Especially if the hospital is notorious about griping about the difficulty getting nurses.
Call your Hospital Supervisory Nurse, the CEO, and arrange meetings with them. Let them know your concerns in a cordial manner. Give them the bit of being a loyal employee and all that. Write them all letters before that expressing your concerns. If that doesn't work, have a lawyer write letters. If that doesn't work, cash in your PTO time, and work some place else. It sounds as if you could be easily paid more somewhere else anyway.
I agree that somone in HR should be able to straighten it out. Sounds like a payroll department clerical error to me.
You have verification that you were indeed supposed to be making $13.76/hr., so arm yourself with a copies of both prior and recent raise slips (not the originals!), and write a polite and factual note to the head of HR explaining the problem, with cc to the head of the payroll department, asking for help in "resolving the problem". Present the letters in person if possible, at least to HR. Then be persistent -- follow up with a phone call in a few days, and then in another week if nothing has been resolved. If they say they can't help, ask them who can.
I would be upset, too. But my guess is that it's just somone's honest mistake, so don't lose your cool yet. And don't go to the labor board or hire a lawyer unless you get no results from attempts to resolve it amicably.
I would also suggest that you resolve the problem before you leave the facility in a fit of fury. If it is on their records that you left while you owed them money (even if their records are wrong), they can pursue collection as if it were a debt. They might also say you are not eligible for rehire, which would not look good on your record.
Tweety, BSN, RN
I hope it's a mistake on their part. Takes nerve to dock someone's pay like that.
I've put up with quite a bit in my 11 years at this hospital. One thing I would not put up with is busting my butt to have my pay docked. I would tell them, to pay me the money I've been getting paid, pay me the raise everyone else got, or I would quit, even take a lower rate of pay somewhere else (although I would probably get as much somewhere else).
Lawyer or not, making a point or not, legal or not (and it probably is legal or they wouldn't be stupid enough to do it), that's not an organization I would work for.
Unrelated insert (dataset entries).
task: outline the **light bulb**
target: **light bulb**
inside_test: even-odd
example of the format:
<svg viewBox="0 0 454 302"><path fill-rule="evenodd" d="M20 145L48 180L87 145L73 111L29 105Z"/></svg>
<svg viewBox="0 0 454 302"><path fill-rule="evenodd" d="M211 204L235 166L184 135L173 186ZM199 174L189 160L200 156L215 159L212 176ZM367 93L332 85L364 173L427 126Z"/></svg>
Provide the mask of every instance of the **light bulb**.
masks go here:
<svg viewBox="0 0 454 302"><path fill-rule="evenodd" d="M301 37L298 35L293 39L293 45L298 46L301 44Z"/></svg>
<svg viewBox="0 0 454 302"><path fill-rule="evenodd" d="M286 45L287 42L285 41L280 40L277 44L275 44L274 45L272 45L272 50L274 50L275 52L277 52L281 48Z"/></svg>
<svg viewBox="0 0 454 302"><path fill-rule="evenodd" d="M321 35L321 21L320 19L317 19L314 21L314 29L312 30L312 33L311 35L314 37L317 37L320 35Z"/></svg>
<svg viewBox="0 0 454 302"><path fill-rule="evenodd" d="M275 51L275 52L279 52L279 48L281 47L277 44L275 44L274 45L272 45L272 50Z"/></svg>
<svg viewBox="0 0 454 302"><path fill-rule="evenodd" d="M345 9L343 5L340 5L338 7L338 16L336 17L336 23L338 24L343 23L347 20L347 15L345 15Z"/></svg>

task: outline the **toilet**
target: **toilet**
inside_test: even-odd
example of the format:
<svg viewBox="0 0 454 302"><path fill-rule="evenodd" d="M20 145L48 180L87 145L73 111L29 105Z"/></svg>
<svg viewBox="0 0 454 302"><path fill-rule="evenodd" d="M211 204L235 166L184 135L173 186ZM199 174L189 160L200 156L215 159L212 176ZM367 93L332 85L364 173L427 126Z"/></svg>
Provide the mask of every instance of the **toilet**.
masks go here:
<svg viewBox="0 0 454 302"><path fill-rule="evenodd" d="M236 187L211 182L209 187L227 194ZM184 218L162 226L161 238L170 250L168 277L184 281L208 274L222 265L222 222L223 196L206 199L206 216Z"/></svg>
Good luck. Let us know how it turns out.
I don't believe a meeting is necessary .......at this point. When you have a complaint with any company or organization ALWAYS, ALWAYS, ALWAYS direct a letter (no email) to the president or CEO of the organization. Don't even think of bothering with customer service or any other department within that organization. Mark your letter as "Personal & Confidential" on both the front and back of the envelope. You'll go around in circles trying to resolve a complaint from the "bottom up" in any organization. Instead you want to work from the top down. The President or CEO may not handle your complaint directly but he/she will have read it and passed it down the chain of command with recommendations for resolvement. Mention in the letter you will contacting not "a lawyer" but "YOUR lawyer" if the matter is not resolved to your satisfaction. The last sentence of your letter should state the date by when you expect a reply, two weeks is minimum. If your problem is not resolved, then do contact "your" lawyer. You may also want to write directly to the head(s) of the state regulatory authorities with personal and confidential letters as well. This is what has worked for me numerous times through the years, it should work for you as well.